假设我们有一个三角形 \(\triangle ABC\),其中 $A$ 可以是锐角、直角或钝角,如图 2.4.1 所示。假设 $A$、$b$ 和 $c$ 已知。
图 2.4.1 三角形 ABC 的面积#
在每种情况下,我们从顶点 $C$ 到 \(\overline{AB}\) 画一条高为 $h$ 的线,因此 面积(我们用字母 $K$ 表示)等于 \(K = \frac{1}{2}hc\)。但我们看到 \(h = b\sin\;A\) 在每个三角形中(因为图 2.4.1 (b) 中 \(\;h=b\) 且 \(\sin\;A = \sin\;90^\circ = 1\),而图 2.4.1 (c) 中 \(\;h = b\sin\;(180^\circ - A) = b\sin\;A\))。因此,我们得到以下公式:
上述 \(\triangle ABC\) 的面积公式是根据已知部分 $A$、$b$ 和 $c$ 计算的。对于角 $B$ 和 $C$,类似的推导可得:
请注意,高 $h$ 在这些公式中并未明确出现,尽管它隐含在其中。这些公式的优点在于,它们以三角形的部分表示,无需单独计算 $h$。

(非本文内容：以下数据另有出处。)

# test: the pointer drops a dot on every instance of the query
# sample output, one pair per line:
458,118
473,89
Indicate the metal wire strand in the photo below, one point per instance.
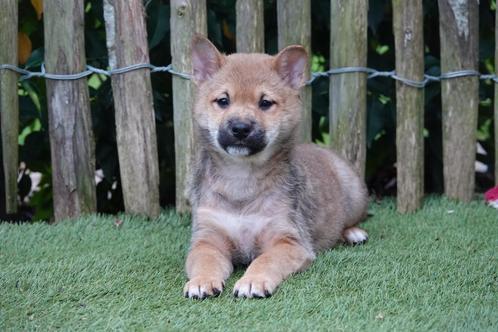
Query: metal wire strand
370,72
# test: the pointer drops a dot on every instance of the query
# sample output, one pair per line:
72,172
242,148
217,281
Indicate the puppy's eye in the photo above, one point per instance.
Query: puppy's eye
223,102
265,104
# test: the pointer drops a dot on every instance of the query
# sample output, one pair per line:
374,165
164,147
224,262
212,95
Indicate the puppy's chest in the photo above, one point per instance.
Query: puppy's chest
246,232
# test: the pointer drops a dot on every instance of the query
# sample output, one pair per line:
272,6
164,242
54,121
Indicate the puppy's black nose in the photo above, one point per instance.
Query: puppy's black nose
240,129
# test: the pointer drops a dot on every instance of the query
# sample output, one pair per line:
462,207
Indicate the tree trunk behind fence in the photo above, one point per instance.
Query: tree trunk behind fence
135,121
250,34
9,104
408,37
294,27
71,138
187,18
459,50
348,92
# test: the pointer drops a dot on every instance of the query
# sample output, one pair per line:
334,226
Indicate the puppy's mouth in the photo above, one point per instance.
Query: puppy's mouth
247,146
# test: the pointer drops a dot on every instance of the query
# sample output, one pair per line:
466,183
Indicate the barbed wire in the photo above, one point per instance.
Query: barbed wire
372,73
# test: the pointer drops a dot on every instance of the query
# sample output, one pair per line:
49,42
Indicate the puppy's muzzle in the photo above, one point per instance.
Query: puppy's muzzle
240,129
241,137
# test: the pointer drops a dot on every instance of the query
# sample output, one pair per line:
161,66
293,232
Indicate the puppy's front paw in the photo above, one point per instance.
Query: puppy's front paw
254,287
202,287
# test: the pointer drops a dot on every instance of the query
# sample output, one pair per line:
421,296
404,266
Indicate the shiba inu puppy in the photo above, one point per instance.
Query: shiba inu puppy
257,197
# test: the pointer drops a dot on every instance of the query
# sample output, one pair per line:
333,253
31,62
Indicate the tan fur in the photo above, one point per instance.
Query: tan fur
275,209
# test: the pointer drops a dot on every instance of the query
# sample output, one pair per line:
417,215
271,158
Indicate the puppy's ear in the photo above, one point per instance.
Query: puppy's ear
291,64
206,60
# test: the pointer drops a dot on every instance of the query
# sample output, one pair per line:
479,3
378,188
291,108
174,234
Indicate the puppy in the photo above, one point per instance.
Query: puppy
257,197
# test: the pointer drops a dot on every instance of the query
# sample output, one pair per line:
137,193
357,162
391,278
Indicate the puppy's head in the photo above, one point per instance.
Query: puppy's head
247,105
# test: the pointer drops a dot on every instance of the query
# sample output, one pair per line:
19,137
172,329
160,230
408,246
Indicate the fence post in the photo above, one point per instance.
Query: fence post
187,18
408,38
496,98
71,138
135,121
294,27
458,28
348,92
250,33
9,104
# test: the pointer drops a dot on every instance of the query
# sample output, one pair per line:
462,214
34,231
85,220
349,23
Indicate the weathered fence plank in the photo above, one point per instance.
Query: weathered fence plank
348,92
9,103
458,28
250,33
71,138
409,43
187,18
294,27
135,121
496,98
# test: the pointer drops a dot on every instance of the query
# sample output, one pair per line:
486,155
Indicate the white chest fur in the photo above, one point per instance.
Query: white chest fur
243,230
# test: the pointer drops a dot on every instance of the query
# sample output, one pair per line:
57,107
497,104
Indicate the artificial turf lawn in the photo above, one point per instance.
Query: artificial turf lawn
432,270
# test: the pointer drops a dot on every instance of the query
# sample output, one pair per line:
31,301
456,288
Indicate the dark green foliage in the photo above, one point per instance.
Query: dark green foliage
221,27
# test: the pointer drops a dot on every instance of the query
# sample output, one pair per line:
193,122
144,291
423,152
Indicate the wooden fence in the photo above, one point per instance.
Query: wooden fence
72,145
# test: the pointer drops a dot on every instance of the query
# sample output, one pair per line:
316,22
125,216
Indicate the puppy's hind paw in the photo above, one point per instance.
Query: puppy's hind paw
199,288
355,235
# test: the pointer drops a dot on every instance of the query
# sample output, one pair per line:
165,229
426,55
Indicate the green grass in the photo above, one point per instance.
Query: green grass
432,270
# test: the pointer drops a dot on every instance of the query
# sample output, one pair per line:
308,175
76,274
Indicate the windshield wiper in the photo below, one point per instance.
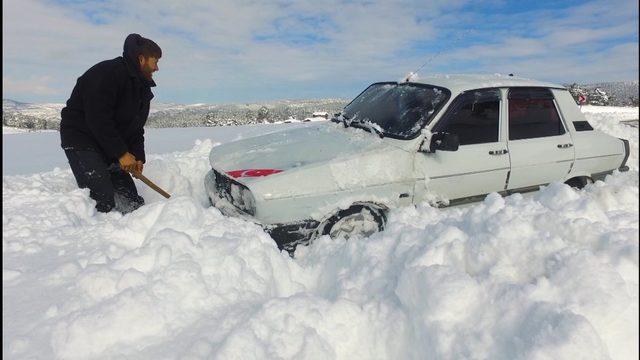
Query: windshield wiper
368,126
340,117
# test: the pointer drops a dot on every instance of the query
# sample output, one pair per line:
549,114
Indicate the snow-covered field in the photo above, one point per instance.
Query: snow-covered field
550,275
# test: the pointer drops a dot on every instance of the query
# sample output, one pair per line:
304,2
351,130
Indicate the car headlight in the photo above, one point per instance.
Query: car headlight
235,193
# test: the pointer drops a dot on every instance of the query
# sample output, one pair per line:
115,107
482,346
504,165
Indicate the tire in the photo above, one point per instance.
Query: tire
356,221
579,182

In elementary geometry you learned that the area of a triangle is one-half the base times the height. We will now use that, combined with some trigonometry, to derive more formulas for the area when given various parts of the triangle.
Case 1: Two sides and the included angle.
Suppose that we have a triangle \(\triangle ABC\), in which $A$ can be either acute, a right angle, or obtuse, as in Figure 2.4.1. Assume that $A$, $b$, and $c$ are known.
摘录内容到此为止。